What is test data?

Let’s talk about test data; there are some important skills everyone should learn. Healthcare organizations, insurance companies, financial institutions, and government institutions, corporate organizations; all need data to develop and test the quality of software and applications. But in most cases, their (production) data consists of personal and privacy sensitive information and the databases are often huge and therefore inconvenient for testing. That’s where test data comes in. But what is it and how is it created?

Content

Test data definition
The creation of test data
Test data preparation
Test data management
Download ebook

The definition of test data

“Data needed for test execution.”

That’s the short definition. A slightly more detailed description is given by the International Software Testing Qualifications Board (ISTQB):

“Data created or selected to satisfy the execution preconditions and input content required to execute one or more test cases.”

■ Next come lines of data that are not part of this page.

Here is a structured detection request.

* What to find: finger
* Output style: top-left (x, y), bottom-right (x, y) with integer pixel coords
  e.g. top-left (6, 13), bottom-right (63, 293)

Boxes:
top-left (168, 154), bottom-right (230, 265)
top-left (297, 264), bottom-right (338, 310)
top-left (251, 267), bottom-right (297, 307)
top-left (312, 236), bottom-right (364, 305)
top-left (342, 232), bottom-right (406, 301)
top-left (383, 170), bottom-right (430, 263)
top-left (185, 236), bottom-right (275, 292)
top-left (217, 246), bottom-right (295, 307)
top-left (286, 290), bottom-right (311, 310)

There is a lot of attention to development models and testing methods like security testing, performance testing, or regression testing. Testing agile and test automation are also hot topics these days. But how to handle the data (automated or not) which you need for testing software is addressed less often. That is actually quite strange since software development and testing would stand or fall on carefully prepared data cases. You can’t use just some data or just a random test case. In order to test a software application effectively, you’ll need a good and representative data set. The ideal test set identifies all the application errors with the smallest possible data set. In short, you need a relatively small (test) data set that is realistic, valid, and versatile.

How to create test data

Data can be created 1) manually, 2) by using test data generation tools, or 3) it can be retrieved from an existing production environment. The data set can consist of synthetic (fake) data, but preferably it consists of representative (real) data (for security reasons this data should of course be masked) with good coverage of the test cases. This will provide the best software quality and that is what we all want ultimately.

So beware with dummy data, generated by a random name generator or a credit card number generator for example. These generators provide you with sample data that offers no challenges to the software being tested. Of course, synthetic data can be used to enrich and/or mask your test database.

“The ideal test data identifies all the application errors with a smallest possible data set.”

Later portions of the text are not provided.